Excel 2007 should now go upto column XFD (16384) and row 1048576 on Excel 2007.

See if you can move further by pressing ctrl+right arrow should goto Column XFD 
if not 
got to a new sheet and try ctrl+right arrow and see if a blank worksheet will allow you to move to Column XFD .


----------



## Keebellah (Mar 27, 2008)

Another possibility is that you *are* working in Excel 2007 but with the settings for 2003 and down, the so called compatability mode.
This will also restrict and at least warn when you exceed the IV1 limit set by the older versions.


----------



## slurpee55 (Oct 20, 2004)

I would bet it is the latter, Hans. 2003 only allows through column IV - no more. Since that is all Excel 2003 can handle, if they were all full and you attempted to insert a new column A, say, it would have to dump all the data in IV - thus the note and the refusal.

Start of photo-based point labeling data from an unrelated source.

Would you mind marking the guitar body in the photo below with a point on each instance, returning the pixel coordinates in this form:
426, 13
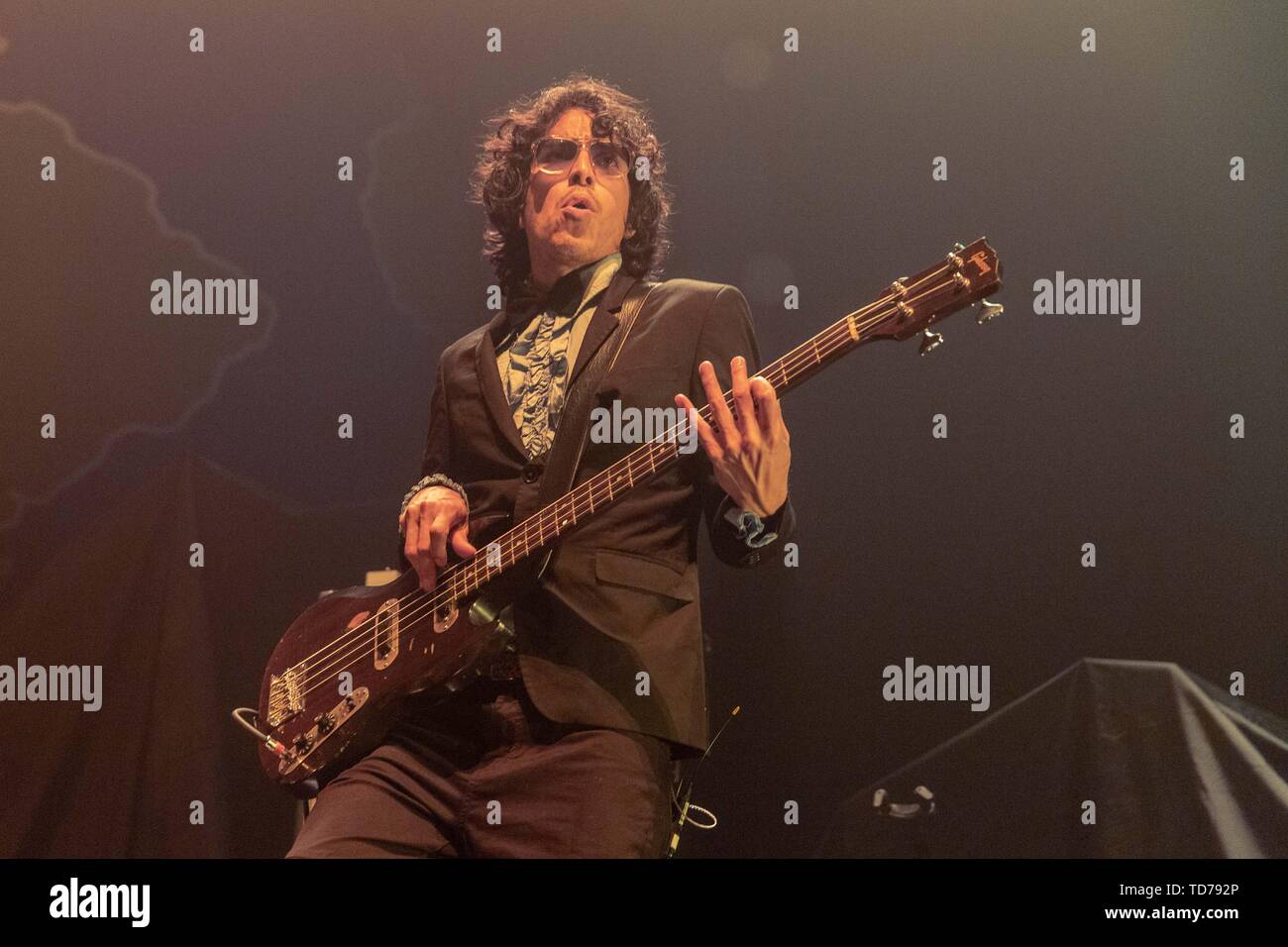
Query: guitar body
334, 684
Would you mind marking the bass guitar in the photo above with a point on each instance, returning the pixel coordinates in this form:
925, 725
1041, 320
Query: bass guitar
334, 682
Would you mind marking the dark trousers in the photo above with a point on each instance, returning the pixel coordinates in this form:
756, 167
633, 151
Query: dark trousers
485, 775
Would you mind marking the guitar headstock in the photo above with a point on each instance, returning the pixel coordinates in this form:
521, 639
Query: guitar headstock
913, 303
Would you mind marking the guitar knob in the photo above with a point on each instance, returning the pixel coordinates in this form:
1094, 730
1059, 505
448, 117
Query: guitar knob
930, 341
988, 311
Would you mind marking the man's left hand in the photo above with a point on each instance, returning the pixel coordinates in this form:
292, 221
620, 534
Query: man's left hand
750, 454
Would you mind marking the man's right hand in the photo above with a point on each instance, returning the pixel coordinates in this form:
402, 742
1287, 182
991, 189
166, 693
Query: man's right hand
433, 517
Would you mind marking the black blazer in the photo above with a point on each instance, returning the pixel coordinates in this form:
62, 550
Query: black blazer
613, 637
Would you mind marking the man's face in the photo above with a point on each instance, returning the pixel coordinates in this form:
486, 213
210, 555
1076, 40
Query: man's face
563, 239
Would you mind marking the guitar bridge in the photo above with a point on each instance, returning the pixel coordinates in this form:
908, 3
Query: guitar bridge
326, 724
284, 696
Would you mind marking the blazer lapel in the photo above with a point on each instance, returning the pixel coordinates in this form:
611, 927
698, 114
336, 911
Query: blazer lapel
603, 321
489, 380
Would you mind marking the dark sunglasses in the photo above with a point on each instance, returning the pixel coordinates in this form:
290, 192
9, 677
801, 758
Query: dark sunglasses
557, 155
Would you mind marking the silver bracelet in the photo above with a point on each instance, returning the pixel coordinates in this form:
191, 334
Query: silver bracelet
433, 480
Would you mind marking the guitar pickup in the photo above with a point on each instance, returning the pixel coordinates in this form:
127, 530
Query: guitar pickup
385, 634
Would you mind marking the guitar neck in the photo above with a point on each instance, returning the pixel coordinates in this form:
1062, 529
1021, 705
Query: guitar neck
910, 305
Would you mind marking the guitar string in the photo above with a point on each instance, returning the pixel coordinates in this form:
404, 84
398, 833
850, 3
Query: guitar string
450, 592
468, 571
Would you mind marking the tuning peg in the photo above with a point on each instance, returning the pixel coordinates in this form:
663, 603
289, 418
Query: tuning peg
988, 311
930, 341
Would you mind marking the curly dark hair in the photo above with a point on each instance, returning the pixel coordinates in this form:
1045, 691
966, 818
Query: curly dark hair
500, 176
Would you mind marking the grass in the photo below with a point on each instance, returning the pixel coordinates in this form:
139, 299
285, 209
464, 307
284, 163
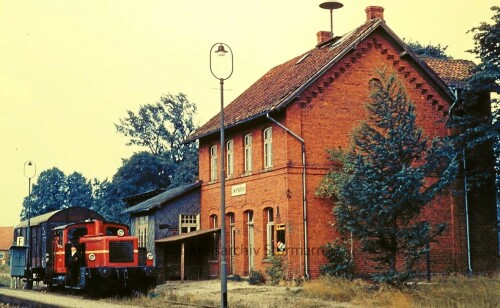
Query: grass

Shillguy, make sure that you aren't running in compatibility mode, as Hans said, and also make sure you only have Excel 2007 installed - if you have both 2003 and 2007 installed, the wrong one may be starting up for you (that is, 2003 when you want 2007.)


----------



## shillguy (Mar 31, 2009)

I checked it out, and yes, as you have pointed out, it is still running in the 2003 Compatible mode. 

If a new file is opened, it goes upto the column XFD, but when I tried to save my current file in the new format of .xlsx, the file is saved in this format but it refuses to go beyond the column IV. 

Kindly guide me further.


----------



## shillguy (Mar 31, 2009)

Thanks Guys!
When I rebotted my PC, the new file worked like a charm.


----------